Benjamin addresses what next president will face in Middle East
Daniel Benjamin, who served on the National Security Council under President Bill Clinton will give a free presentation, “The Broader Middle East and the Next President,” on Oct. 29 from noon to 1 p.m. in Room 124 of the Mathewson-IGT Knowledge Center on the University of Nevada, Reno campus.
Benjamin specializes in American foreign policy, terrorism and European, Middle East and South Asia affairs. Prior to joining the Brookings Institution in 1996, Benjamin was a senior fellow for six years in the International Security Program at the Center for Strategic and International Studies. He worked under President Clinton on the National Security Council staff from 1994 to 1999, and specifically as director for transnational threats from 1998-1999. In this position he kept the President and the National Security Advisor briefed and prepared with policy options about these threats.
From 1994-1997 he was the foreign policy speechwriter and special assistant to President Clinton. He was named director of the Center on the United States and Europe and a senior fellow in Foreign Policy Studies at the Brookings Institution in December 2006. “This is a terrific opportunity for students and faculty,” said Leonard Weinberg, a political science professor, who Benjamin called about speaking on campus.
“We recently had Ty Cobb, Sr. on campus, who worked on the National Security Council under President Reagan.
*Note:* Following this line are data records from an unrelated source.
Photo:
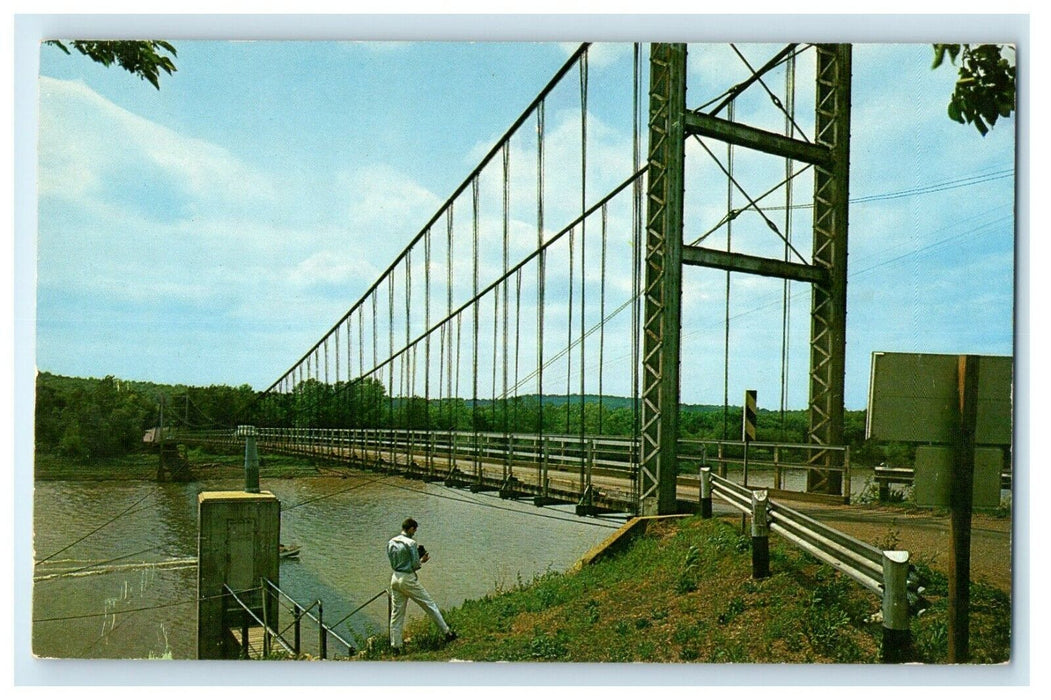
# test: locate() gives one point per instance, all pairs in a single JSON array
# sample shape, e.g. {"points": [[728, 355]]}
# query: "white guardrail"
{"points": [[885, 573]]}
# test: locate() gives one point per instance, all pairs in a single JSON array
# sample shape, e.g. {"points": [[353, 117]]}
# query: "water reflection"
{"points": [[128, 590]]}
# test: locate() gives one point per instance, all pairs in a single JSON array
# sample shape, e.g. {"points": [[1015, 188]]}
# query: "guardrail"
{"points": [[885, 573]]}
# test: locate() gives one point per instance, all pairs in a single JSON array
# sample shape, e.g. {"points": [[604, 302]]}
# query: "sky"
{"points": [[213, 230]]}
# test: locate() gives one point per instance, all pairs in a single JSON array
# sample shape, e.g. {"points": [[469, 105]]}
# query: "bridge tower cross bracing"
{"points": [[662, 291], [670, 125], [828, 315]]}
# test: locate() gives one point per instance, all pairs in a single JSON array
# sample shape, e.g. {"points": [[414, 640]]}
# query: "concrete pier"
{"points": [[239, 535]]}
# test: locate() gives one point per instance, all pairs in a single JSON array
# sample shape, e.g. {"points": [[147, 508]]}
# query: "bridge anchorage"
{"points": [[514, 347]]}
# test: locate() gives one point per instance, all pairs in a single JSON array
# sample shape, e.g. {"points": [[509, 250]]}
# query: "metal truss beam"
{"points": [[829, 301], [662, 292], [749, 137], [754, 265]]}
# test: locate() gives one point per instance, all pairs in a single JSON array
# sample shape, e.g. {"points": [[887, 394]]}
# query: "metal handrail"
{"points": [[858, 559], [266, 628], [305, 612]]}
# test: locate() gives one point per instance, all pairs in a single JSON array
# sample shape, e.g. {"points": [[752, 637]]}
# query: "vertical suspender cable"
{"points": [[427, 327], [583, 240], [636, 265], [377, 409], [390, 349], [569, 335], [540, 274], [785, 295], [601, 315], [507, 206], [475, 307], [449, 310], [409, 397], [729, 241]]}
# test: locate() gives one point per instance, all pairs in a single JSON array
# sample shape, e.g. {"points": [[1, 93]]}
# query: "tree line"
{"points": [[93, 418], [87, 418]]}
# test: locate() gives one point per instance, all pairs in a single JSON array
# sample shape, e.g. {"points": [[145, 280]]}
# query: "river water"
{"points": [[116, 574]]}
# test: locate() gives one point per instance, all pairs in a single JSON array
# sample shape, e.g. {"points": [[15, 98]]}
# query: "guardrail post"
{"points": [[322, 637], [895, 608], [705, 487], [760, 536], [297, 612], [244, 635]]}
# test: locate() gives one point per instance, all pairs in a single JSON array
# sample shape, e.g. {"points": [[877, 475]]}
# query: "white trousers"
{"points": [[404, 588]]}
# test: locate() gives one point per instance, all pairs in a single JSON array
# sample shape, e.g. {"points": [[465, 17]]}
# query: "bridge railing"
{"points": [[888, 574], [583, 458]]}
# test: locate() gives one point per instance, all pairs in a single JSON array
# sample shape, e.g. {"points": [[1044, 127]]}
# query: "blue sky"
{"points": [[211, 231]]}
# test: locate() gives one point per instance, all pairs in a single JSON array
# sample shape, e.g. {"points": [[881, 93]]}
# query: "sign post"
{"points": [[952, 404], [961, 501]]}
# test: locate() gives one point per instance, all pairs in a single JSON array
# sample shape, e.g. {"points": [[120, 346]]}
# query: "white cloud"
{"points": [[89, 147]]}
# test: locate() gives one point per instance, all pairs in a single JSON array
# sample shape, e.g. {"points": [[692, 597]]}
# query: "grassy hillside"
{"points": [[684, 593]]}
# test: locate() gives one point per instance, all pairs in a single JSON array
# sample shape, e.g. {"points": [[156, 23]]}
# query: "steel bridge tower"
{"points": [[671, 124]]}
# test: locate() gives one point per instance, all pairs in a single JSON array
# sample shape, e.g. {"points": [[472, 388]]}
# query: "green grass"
{"points": [[684, 593]]}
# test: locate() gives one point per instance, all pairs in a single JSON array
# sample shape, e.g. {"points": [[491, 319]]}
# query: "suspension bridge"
{"points": [[529, 338]]}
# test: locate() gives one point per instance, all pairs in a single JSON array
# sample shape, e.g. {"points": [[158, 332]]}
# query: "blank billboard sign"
{"points": [[913, 397]]}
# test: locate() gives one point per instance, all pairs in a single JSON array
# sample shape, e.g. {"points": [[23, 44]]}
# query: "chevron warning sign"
{"points": [[748, 426]]}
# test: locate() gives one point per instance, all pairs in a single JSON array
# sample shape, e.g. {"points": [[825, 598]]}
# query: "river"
{"points": [[116, 574]]}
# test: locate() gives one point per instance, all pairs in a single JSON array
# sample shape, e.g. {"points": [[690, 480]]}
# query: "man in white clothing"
{"points": [[406, 558]]}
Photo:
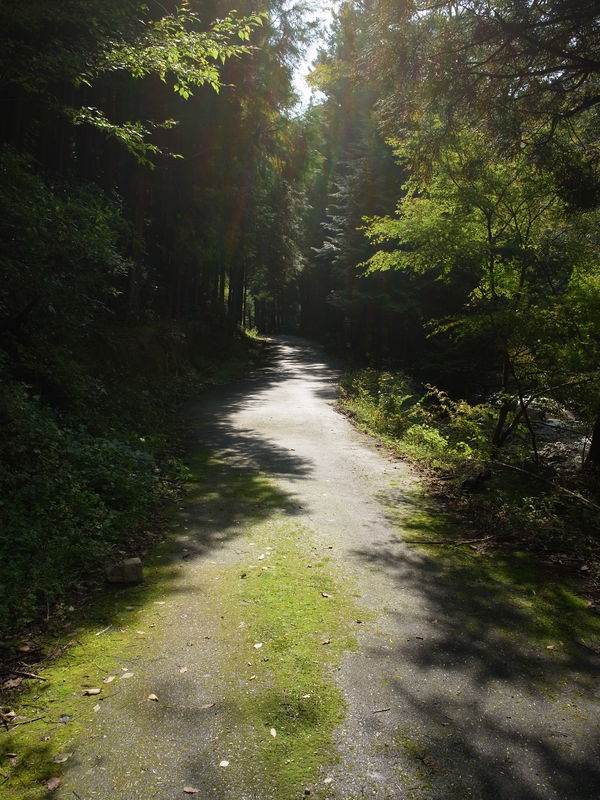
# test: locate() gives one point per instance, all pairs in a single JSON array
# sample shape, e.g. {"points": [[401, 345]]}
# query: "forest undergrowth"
{"points": [[501, 497], [90, 480]]}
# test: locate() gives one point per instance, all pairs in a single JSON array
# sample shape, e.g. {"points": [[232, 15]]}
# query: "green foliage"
{"points": [[424, 423], [67, 496]]}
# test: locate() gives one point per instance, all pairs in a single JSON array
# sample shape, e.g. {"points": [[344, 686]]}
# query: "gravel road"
{"points": [[447, 698]]}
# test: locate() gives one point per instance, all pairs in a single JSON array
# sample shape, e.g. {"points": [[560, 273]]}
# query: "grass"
{"points": [[280, 600], [78, 658], [289, 602]]}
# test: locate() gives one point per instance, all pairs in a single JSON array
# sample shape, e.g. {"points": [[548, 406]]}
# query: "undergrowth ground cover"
{"points": [[501, 498], [84, 485], [281, 619]]}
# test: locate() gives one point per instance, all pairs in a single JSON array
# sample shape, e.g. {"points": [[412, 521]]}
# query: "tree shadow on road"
{"points": [[495, 680]]}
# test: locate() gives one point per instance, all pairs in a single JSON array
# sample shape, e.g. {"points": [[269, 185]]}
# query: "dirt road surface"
{"points": [[439, 689]]}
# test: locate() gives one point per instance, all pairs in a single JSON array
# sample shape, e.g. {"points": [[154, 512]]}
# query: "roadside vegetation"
{"points": [[502, 496]]}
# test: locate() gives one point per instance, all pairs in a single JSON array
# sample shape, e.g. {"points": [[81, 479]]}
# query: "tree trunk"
{"points": [[593, 456]]}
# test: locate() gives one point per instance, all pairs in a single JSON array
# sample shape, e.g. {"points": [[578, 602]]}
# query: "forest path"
{"points": [[381, 672]]}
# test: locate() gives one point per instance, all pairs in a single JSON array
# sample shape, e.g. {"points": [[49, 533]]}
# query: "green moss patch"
{"points": [[286, 703], [505, 593], [55, 713]]}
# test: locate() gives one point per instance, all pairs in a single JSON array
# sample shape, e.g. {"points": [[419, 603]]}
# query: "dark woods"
{"points": [[433, 213]]}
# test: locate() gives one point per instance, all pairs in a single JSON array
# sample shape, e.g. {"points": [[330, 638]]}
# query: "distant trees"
{"points": [[149, 208], [485, 271]]}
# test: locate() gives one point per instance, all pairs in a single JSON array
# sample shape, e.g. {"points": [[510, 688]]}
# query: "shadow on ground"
{"points": [[497, 677]]}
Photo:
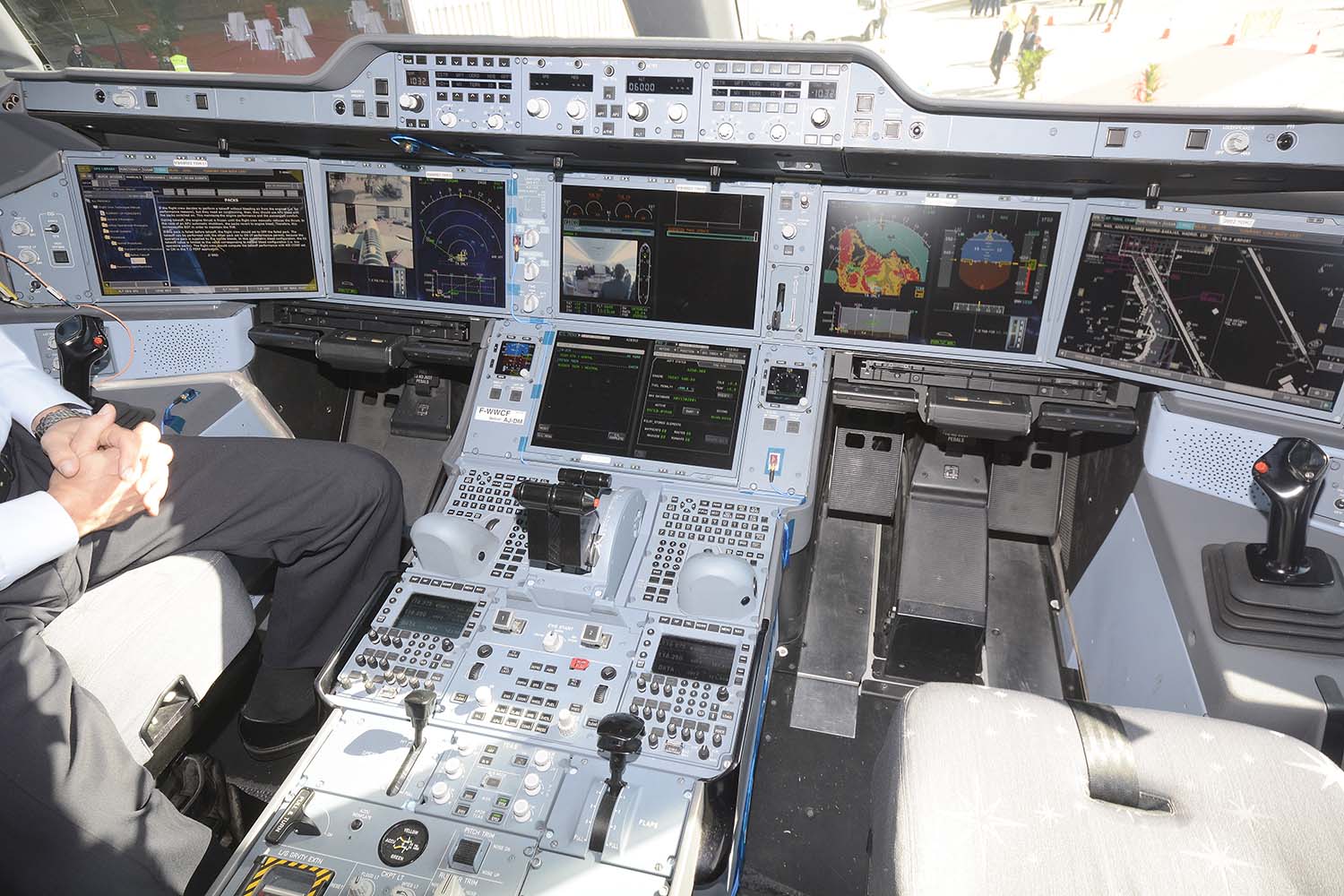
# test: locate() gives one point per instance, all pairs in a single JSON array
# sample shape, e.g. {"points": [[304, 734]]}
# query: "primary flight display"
{"points": [[951, 276]]}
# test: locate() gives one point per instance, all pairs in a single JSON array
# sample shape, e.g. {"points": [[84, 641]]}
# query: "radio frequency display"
{"points": [[1244, 309], [952, 276]]}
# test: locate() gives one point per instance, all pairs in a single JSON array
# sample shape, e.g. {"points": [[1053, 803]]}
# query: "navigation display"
{"points": [[171, 231], [433, 239], [952, 276], [1242, 309], [677, 257], [648, 400]]}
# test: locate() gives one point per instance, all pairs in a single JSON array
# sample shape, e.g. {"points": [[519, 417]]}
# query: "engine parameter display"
{"points": [[169, 231], [647, 400], [677, 257], [1252, 311], [952, 276], [433, 239], [698, 659]]}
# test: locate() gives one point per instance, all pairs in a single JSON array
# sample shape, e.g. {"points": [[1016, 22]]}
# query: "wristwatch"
{"points": [[62, 413]]}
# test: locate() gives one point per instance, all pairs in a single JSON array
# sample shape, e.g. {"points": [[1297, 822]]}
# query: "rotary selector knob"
{"points": [[567, 723], [1236, 142]]}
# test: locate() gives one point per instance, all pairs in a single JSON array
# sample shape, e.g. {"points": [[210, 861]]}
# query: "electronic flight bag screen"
{"points": [[675, 257], [1252, 311], [160, 230], [432, 239], [647, 400], [951, 276]]}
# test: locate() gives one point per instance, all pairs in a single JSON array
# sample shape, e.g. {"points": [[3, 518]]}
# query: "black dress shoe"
{"points": [[269, 740]]}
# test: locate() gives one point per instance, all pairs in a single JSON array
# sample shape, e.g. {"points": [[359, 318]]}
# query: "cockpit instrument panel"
{"points": [[659, 255], [1246, 306], [647, 400], [969, 274], [188, 226]]}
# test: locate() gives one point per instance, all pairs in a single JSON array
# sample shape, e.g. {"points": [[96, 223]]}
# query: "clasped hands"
{"points": [[105, 473]]}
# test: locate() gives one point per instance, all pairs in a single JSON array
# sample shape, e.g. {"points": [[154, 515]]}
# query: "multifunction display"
{"points": [[424, 238], [648, 400], [698, 659], [1242, 309], [440, 616], [168, 230], [932, 274], [677, 257]]}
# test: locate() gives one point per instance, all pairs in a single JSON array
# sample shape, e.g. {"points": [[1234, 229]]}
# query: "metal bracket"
{"points": [[1152, 196]]}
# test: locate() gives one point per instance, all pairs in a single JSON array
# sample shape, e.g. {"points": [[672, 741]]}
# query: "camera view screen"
{"points": [[648, 400], [676, 257], [951, 276], [1244, 309], [433, 239], [169, 231]]}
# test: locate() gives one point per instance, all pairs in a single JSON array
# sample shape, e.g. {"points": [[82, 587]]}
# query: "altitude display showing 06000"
{"points": [[952, 276], [435, 239]]}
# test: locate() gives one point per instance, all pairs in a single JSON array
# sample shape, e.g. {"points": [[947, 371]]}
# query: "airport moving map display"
{"points": [[951, 276], [1245, 309], [435, 239]]}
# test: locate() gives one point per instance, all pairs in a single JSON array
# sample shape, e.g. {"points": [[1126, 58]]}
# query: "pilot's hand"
{"points": [[70, 440], [97, 497]]}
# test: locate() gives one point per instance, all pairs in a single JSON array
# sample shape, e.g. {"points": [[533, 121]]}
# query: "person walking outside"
{"points": [[1003, 48]]}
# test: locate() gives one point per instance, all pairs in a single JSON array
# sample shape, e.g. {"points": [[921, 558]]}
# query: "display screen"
{"points": [[699, 659], [951, 276], [675, 257], [440, 616], [1242, 309], [167, 230], [647, 400], [515, 359], [433, 239]]}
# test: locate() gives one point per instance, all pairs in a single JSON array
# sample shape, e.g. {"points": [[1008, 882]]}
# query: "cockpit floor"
{"points": [[808, 829]]}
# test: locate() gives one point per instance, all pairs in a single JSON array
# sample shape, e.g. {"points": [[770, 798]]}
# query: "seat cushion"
{"points": [[129, 638], [986, 791]]}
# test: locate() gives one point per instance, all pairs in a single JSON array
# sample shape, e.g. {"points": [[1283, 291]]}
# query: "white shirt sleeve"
{"points": [[24, 390], [34, 530]]}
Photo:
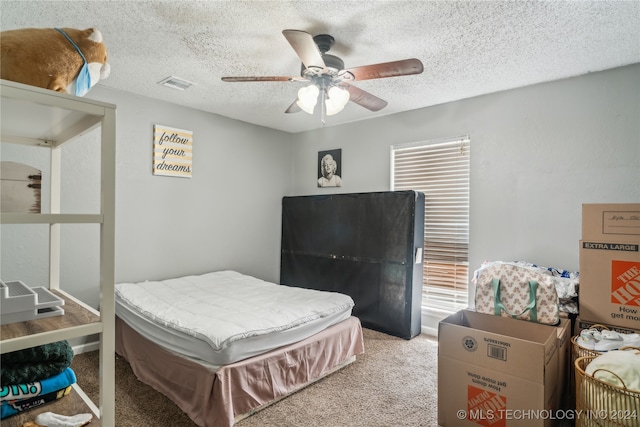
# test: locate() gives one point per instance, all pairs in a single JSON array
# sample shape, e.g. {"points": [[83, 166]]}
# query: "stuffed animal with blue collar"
{"points": [[62, 59]]}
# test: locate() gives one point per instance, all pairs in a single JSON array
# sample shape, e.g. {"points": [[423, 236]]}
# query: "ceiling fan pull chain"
{"points": [[323, 109]]}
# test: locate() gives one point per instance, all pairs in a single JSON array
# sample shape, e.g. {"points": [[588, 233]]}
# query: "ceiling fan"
{"points": [[330, 81]]}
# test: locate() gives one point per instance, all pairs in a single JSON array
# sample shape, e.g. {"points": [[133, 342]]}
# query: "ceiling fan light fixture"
{"points": [[308, 98]]}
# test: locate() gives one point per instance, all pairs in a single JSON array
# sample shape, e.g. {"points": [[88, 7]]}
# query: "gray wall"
{"points": [[227, 216], [537, 154]]}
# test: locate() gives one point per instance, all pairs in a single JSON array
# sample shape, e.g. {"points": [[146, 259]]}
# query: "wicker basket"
{"points": [[602, 404], [577, 351]]}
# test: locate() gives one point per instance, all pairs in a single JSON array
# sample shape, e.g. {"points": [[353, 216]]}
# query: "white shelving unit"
{"points": [[48, 119]]}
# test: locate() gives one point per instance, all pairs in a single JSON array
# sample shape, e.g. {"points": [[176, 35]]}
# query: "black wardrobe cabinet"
{"points": [[366, 245]]}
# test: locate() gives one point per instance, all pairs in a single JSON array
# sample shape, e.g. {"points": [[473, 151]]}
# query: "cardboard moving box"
{"points": [[498, 371], [611, 222], [610, 283]]}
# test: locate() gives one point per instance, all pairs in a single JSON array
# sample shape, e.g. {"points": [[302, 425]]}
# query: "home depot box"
{"points": [[498, 371], [611, 222], [610, 282]]}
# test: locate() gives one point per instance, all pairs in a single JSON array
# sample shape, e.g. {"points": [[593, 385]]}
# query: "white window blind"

With Benjamin working on the National Security Council under President Clinton, it certainly suggests that our University can attract first-rate people from both sides of the aisle.” Benjamin has appeared frequently on the nightly news broadcasts of all the major networks and the Lehrer News Hour and has been on such shows as Frontline, 60 Minutes, Nightline, This Week with George Stephanopoulos and Fox News Sunday. He has published numerous articles in The New York Times, Washington Post, Los Angeles Times, TIME Magazine and Slate, among others.
His visit is sponsored by the National Security Network and is presented by the University department of political science and the Northern Nevada International Center.